A specially tuned English version of its mid-level Gemini model is available now in over 170 countries as part of the Google Bard chatbot—although not in the EU or the UK due to potential regulation issues.
Like GPT-4, Gemini can handle multiple types (or “modes”) of input, making it multimodal. That means it can process text, code, images, and even audio. The goal is to make a type of artificial intelligence that can accurately solve problems, give advice, and answer questions in various fields—from the mundane to the scientific. Google says this will power a new era in computing, and it hopes to tightly integrate the technology into its products.
“Gemini 1.0’s sophisticated multimodal reasoning capabilities can help make sense of complex written and visual information,” writes Google. “Its remarkable ability to extract insights from hundreds of thousands of documents through reading, filtering, and understanding information will help deliver new breakthroughs at digital speeds in many fields from science to finance.”
Google says Gemini will be available in three sizes: Gemini Ultra (“for highly complex tasks”), Gemini Pro (“for scaling across a wide range of tasks”), and Gemini Nano (“for on device tasks” like Google’s Pixel 8 Pro smartphone).
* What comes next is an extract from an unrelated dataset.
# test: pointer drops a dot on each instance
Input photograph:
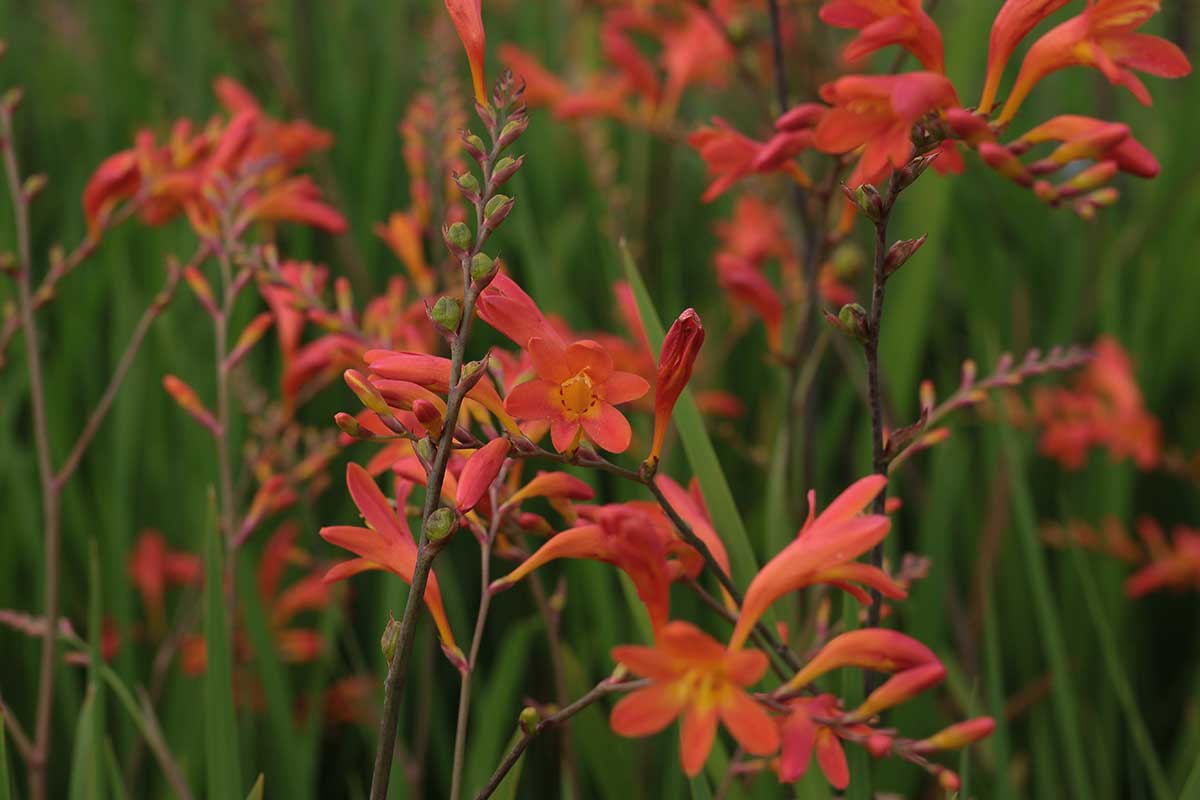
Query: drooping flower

Each is likely separated in complexity by parameter count. More parameters means a bigger neural network that is generally more capable of executing more complex tasks but requires more computational power to run. That means Nano, the smallest, is designed to run locally on consumer devices, while Ultra can only run on data center hardware.
“These are the first models of the Gemini era and the first realization of the vision we had when we formed Google DeepMind earlier this year,” wrote Google CEO Sundar Pichai in a statement. “This new era of models represents one of the biggest science and engineering efforts we’ve undertaken as a company. I’m genuinely excited for what’s ahead and for the opportunities Gemini will unlock for people everywhere.”
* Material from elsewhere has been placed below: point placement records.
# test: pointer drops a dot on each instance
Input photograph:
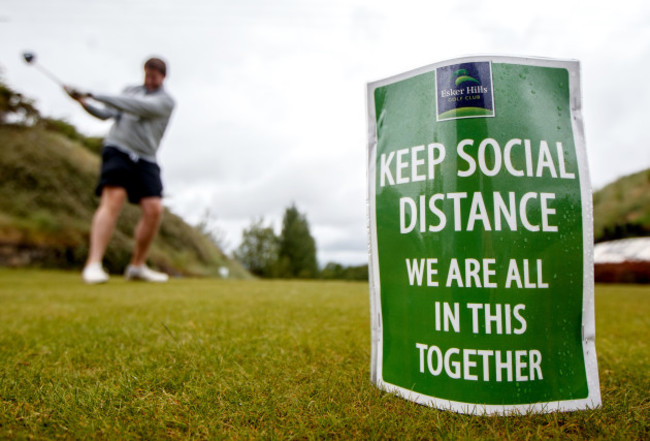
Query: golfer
(129, 168)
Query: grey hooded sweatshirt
(141, 118)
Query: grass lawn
(212, 359)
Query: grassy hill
(47, 181)
(622, 208)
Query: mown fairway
(208, 359)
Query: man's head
(155, 71)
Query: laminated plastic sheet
(481, 237)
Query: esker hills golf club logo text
(464, 91)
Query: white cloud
(271, 96)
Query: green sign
(481, 237)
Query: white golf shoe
(144, 273)
(94, 273)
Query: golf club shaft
(49, 74)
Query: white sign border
(593, 398)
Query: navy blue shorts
(140, 178)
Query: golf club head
(29, 57)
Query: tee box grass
(219, 359)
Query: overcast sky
(271, 105)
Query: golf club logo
(464, 91)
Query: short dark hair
(156, 64)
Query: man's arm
(103, 113)
(146, 106)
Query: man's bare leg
(101, 230)
(145, 232)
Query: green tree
(259, 249)
(297, 252)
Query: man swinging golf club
(129, 168)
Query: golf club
(30, 58)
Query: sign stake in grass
(481, 237)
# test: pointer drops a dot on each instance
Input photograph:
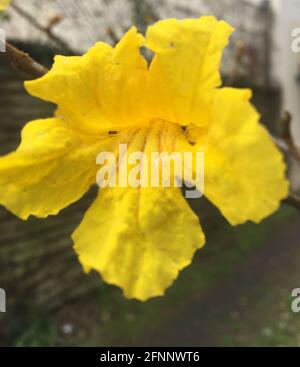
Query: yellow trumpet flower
(140, 238)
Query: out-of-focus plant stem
(47, 30)
(23, 63)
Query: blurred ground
(238, 294)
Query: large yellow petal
(244, 170)
(101, 90)
(52, 168)
(138, 239)
(185, 67)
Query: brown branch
(23, 63)
(47, 30)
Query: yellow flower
(140, 238)
(4, 4)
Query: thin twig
(23, 63)
(47, 30)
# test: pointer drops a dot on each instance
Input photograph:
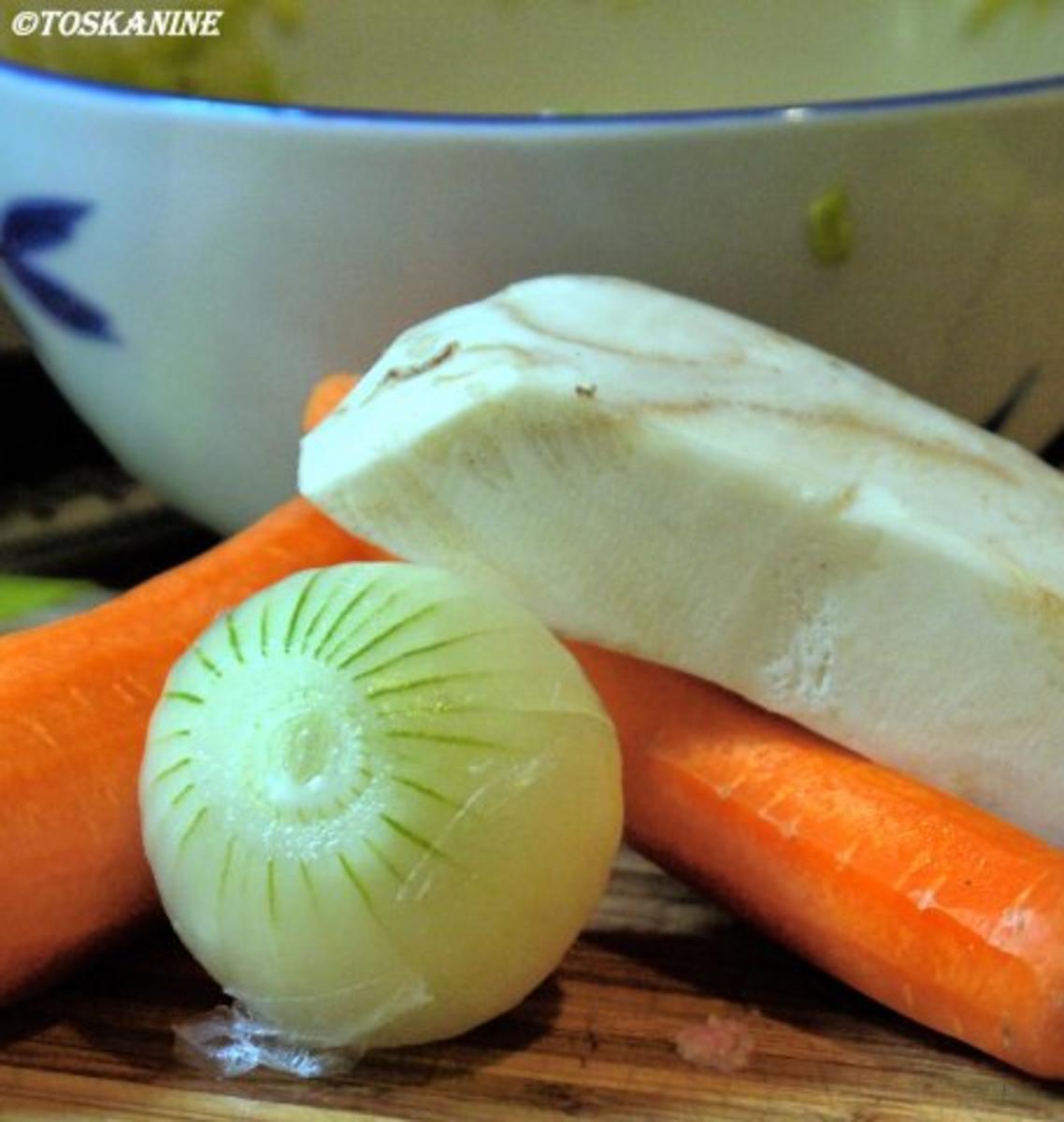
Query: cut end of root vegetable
(380, 803)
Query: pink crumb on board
(722, 1043)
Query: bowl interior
(582, 56)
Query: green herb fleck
(829, 227)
Although Gemini will come in three sizes, only the mid-level model is available for public use. As mentioned above, Google Bard now runs a specially tuned version of Gemini Pro. From our informal testing so far, Gemini Pro appears to perform much better than the previous version of Bard, which was based on Google’s PaLM 2 language model.
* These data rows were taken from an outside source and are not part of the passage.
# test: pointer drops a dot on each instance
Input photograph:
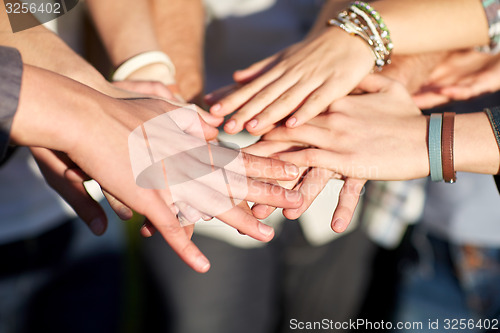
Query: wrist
(55, 117)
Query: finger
(313, 157)
(260, 101)
(262, 211)
(374, 83)
(189, 230)
(247, 224)
(313, 183)
(265, 130)
(267, 148)
(427, 100)
(220, 93)
(123, 212)
(190, 121)
(255, 70)
(190, 214)
(285, 104)
(268, 168)
(74, 193)
(85, 207)
(348, 200)
(76, 174)
(211, 120)
(234, 101)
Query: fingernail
(339, 224)
(202, 264)
(291, 122)
(291, 170)
(97, 226)
(293, 195)
(230, 125)
(265, 229)
(215, 107)
(191, 213)
(253, 123)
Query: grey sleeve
(11, 70)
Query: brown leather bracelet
(447, 139)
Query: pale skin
(307, 76)
(123, 39)
(461, 75)
(43, 120)
(365, 137)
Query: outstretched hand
(303, 80)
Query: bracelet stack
(362, 20)
(440, 141)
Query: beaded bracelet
(362, 20)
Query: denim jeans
(449, 282)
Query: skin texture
(364, 137)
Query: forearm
(42, 48)
(476, 149)
(425, 25)
(179, 25)
(52, 117)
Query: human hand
(364, 136)
(460, 76)
(304, 78)
(413, 70)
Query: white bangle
(142, 60)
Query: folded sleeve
(11, 70)
(492, 10)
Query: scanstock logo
(30, 13)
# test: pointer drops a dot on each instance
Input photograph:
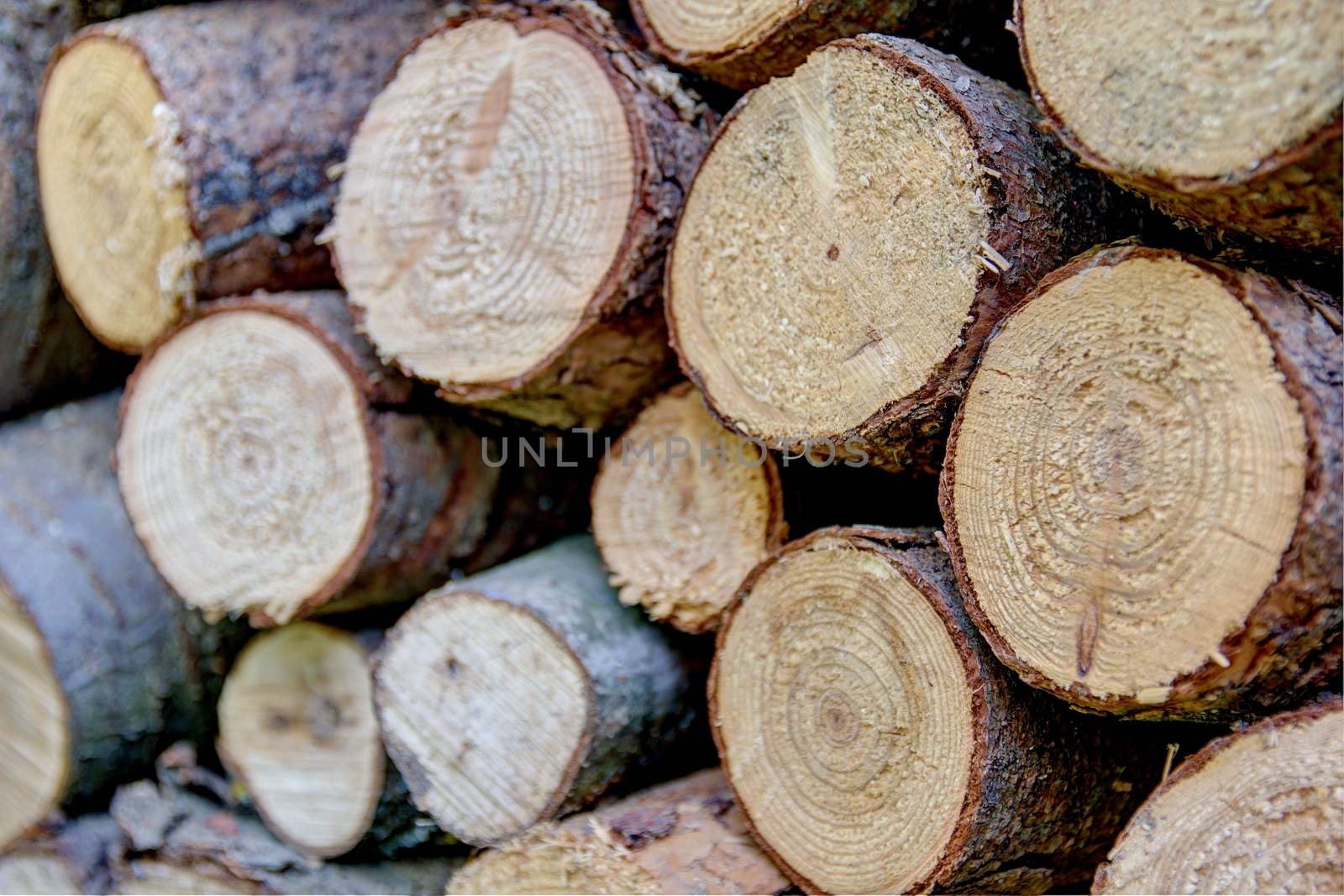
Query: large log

Google also claims that Gemini is more scalable and efficient than its previous AI models when run on Google’s custom Tensor Processing Units (TPU). “On TPUs,” Google says, “Gemini runs significantly faster than earlier, smaller and less-capable models.”
And it’s purportedly great at coding. Google trained a special coding-centric version of Gemni called AlphaCode 2, which “excels at solving competitive programming problems that go beyond coding to involve complex math and theoretical computer science,” according to Google. Gemini is also excellent at inflating Google’s PR language—if the models were any less capable and revolutionary, would the marketing copy be any less breathless? It’s doubtful.